La lingua della realtà e la lingua della poesia

Recensione di Walter Cremonte a "gí e ní" di Ombretta Ciurnelli

 

Ad accompagnarci (almeno provvisoriamente) fuori dall’angoscia di questo tempo cupo ecco il libro bellissimo di Ombretta Ciurnelli, gí e ní, edito nel marzo di quest’anno da Cofine, Roma, che è un Editore di prestigio nel campo, in particolare, della poesia dialettale italiana. E infatti questo è un libro, come già dal titolo si intuisce, di poesia nel dialetto perugino; non tanto nel più diffuso – e talvolta un po’ convenzionale – perugino “di città”, quanto piuttosto nella parlata dai tratti arcaizzanti, non priva di qualche asprezza pietrosa, del contado di San Martino in Campo: una lingua probabilmente scomparsa nell’uso in queste forme, studiata con rigore filologico dall’Autrice e recuperata a una sua valenza decisamente poetica , come sua propria “lingua della poesia”.

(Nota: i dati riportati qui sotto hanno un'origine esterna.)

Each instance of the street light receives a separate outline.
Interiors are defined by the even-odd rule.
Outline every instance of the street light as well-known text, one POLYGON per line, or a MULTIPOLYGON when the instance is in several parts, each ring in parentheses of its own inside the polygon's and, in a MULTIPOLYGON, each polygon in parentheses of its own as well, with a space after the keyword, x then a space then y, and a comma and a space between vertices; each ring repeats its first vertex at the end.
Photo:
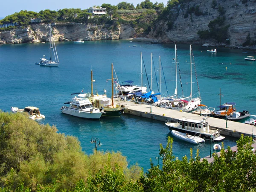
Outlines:
POLYGON ((100 143, 100 141, 99 140, 99 139, 98 138, 95 138, 95 137, 92 137, 92 139, 91 140, 91 141, 90 141, 90 142, 91 143, 95 143, 95 150, 96 151, 97 151, 97 141, 99 141, 99 143, 98 143, 98 145, 100 146, 102 145, 102 143, 100 143))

Di fronte a un’operazione di tale valore (letterario, ma anche linguistico e, direi, antropologico) torna alla mente la considerazione decisiva di Franco Brevini, nel suo imprescindibile Le parole perdute (Einaudi, 1990), da cui si origina, credo, questa rinnovata consapevolezza culturale che caratterizza i nuovi poeti dialettali: “Mancando o allontanandosi il vincolo rappresentato dall’uso, il dialetto, divenuto sempre più codice personale, strumento di espressione della soggettività, viene adottato dal poeta in straordinaria libertà” (una libertà tuttavia controllatissima nel caso di Ombretta Ciurnelli). E si conferma, su questa base, l’intuizione del poeta Fernando Bandini, per cui la scelta dialettale coinciderebbe, oggi, con il passaggio dalla “lingua della realtà” alla “lingua della poesia”.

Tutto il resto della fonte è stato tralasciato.